As they say, hindsight is 20/20. In 2020, the IT world has proven its resiliency and, overall, done well at enabling organizations to get the job done under extreme circumstances. Many lessons were learned along the way, and it most certainly wasn't the same journey for all. Looking forward, a greater focus on scenario planning for unthinkable crises will help us better future proof our institutions and interests.

 As you know, ransomware attacks if successful can have a major impact on their intended targets. As such, it is imperative that companies prepare using tabletop exercises, coordinated blind simulations (making participants believe it is the real thing), or purple team exercises to test not only their response but their ability to detect.

At Keysight, if we discovered or otherwise learned that there were indications of a ransomware attack, the SOC [security operations center] would immediately enact the ransomware playbook. The designated incident commander would begin coordinating communications with both responders and business stakeholders. Concurrently, the SOC would work to understand the scope of the attack, so appropriate containment and mitigation procedures begin as soon as possible.

Artificial intelligence and machine learning are indeed starting to play a role in cyber defense. Today, AI / ML is helping in two areas:

·eliminating the ever increasing false positives the SOC has to sift through to find the truly actionable alerts
·improving the ability to detect and alert on anomalous behavior or network activity

In the future, AI / ML will likely help cyber defenders even more in these two areas as the technology improves. Looking forward, quantum computing algorithms combined with AI and ML may make predictive cyber defense a true reality. This is based on the premise that quantum computing is able to represent several states at the same time which will enable faster processing of related data sets and result in high speed, high fidelity threat predictions. Whether or not this happens in five years is anyone's guess.

In many cases, organizations do not entirely leverage their investments in cybersecurity defense and visibility tools. The full capabilities of existing cyber defenses may not be deployed, and existing configurations might not be tuned appropriately. So, do that first. 

On cybersecurity defense: If the digital estate is entirely cloud-based from a single provider, leveraging the native cloud provider's cybersecurity defense capabilities to the greatest extent possible may make sense. However, if the organization's architecture is hybrid cloud or a mix of everything, including on prem IT and OT, multiple cloud instances, and edge computing  finding a single vendor solution is likely impossible.

On cybersecurity visibility: Developing a flexible security architecture that allows all security relevant data to be centrally collected for cross referencing, contextualization, and alerting will enable the SOC to be most effective in detecting threats, regardless of the threat vector.

Scanning the horizon for new and emerging cybersecurity technologies pays dividends. However, similar to the answer to the previous question, making sure that the existing investment is used to its full capability before chasing a shiny new toy is paramount.

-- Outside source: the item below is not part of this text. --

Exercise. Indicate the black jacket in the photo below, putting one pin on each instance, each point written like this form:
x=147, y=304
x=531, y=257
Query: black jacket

If indeed it has been determined that the existing tool set is unlikely to address the emerging threats, an evaluation process should be started that would ultimately short list one or two solutions. These solutions could then be extensively evaluated, first in a test environment and then in production. Structuring the evaluation as either concurrent `proof of value' engagements or fully paid, short term subscriptions rolled out in parallel allows for a data driven decision. The solution that provides the best value in terms of stability, scalability, performance, and support wins. And the  process repeats.